Jeder Sechste in der EU ist von Armut gefährdet

86 Millionen Menschen in der Europäischen Union sind von Armut gefährdet. Das ergab eine Datenabfrage der Bundestagsabgeordneten Sabine Zimmermann bei Eurostat. Die Linken-Politikerin sieht die EU als “sozialpolitisch gescheitert” an – und erhebt mehrere Forderungen.

Berlin. Die Armutsgefährdung in der Europäischen Union steigt. Konkret geht es um 86 Millionen Menschen in der EU, damit ist jeder Sechste von dem Problem betroffen. Das ist das Ergebnis einer Datenabfrage der Bundestagsabgeordneten Sabine Zimmermann (Linke) beim Europäischen Statistikamt Eurostat, die dem RedaktionsNetzwerk Deutschland (RND) vorliegt.
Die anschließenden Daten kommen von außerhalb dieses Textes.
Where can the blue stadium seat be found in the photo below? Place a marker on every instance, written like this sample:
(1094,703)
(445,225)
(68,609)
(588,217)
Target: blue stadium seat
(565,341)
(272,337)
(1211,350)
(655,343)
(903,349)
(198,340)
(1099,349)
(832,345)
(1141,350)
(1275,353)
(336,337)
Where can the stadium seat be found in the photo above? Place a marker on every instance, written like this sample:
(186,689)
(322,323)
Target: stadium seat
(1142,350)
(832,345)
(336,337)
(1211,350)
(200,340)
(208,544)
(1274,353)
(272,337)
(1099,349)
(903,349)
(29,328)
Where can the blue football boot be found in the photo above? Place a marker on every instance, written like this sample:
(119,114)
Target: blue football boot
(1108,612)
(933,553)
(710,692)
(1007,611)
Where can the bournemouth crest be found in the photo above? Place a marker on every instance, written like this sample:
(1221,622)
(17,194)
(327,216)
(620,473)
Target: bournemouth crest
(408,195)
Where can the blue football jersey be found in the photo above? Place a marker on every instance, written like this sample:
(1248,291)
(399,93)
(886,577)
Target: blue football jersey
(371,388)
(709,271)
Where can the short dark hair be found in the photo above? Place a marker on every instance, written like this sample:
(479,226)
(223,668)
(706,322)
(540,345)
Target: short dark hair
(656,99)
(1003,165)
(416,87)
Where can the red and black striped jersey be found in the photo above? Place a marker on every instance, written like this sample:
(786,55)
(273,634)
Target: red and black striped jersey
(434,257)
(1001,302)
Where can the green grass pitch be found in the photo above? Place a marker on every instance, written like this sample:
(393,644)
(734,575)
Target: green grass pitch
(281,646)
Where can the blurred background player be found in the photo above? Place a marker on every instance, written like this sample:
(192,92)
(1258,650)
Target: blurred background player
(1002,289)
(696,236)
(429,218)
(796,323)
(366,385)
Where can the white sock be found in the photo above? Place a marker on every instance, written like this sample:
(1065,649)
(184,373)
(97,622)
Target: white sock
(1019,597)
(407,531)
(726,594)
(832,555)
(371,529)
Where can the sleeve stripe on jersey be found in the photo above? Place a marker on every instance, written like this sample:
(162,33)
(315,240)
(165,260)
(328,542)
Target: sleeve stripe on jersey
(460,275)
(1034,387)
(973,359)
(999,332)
Wer gilt als armutsgefährdet?

Insgesamt waren im Jahr 2018 – dies sind die aktuellen Daten, die bei Eurostat verfügbar sind – 17,1 Prozent der Bevölkerung armutsgefährdet. Im Vorjahr lag die entsprechende Quote noch bei 16,9 Prozent.

Menschen gelten als armutsgefährdet, wenn sie weniger als 60 Prozent des mittleren Einkommens der Bevölkerung in ihrem Land zur Verfügung haben. In Deutschland lag die Armutsgefährdungsquote laut den Eurostat-Daten im Jahr 2018 bei 16 Prozent, 2006 waren es noch 12,5 Prozent. Die Zahl der armutsgefährdeten Personen in Deutschland ist in dem Zeitraum demnach von zehn auf 13 Millionen Menschen gestiegen.

“Die Europäische Union ist sozialpolitisch gescheitert”, sagte die Linken-Abgeordnete Zimmermann dem RND. “Statt Armut zu reduzieren, verschärft sich die soziale Spaltung in Europa. Dabei sind in diesen Zahlen noch nicht die dramatischen Auswirkungen der Corona-Pandemie erfasst.”

Zimmermann setzte hinzu: “Die deutsche Ratspräsidentschaft ist nun die große Chance, entscheidende Weichen für ein soziales Europa zu stellen, gerade in Zeiten der Corona-Pandemie.”

Die Linken-Politikerin forderte einen europäischen Mindestlohn, mehr Anstrengungen im öffentlichen Beschäftigungssektor und eine europäische Arbeitsversicherung.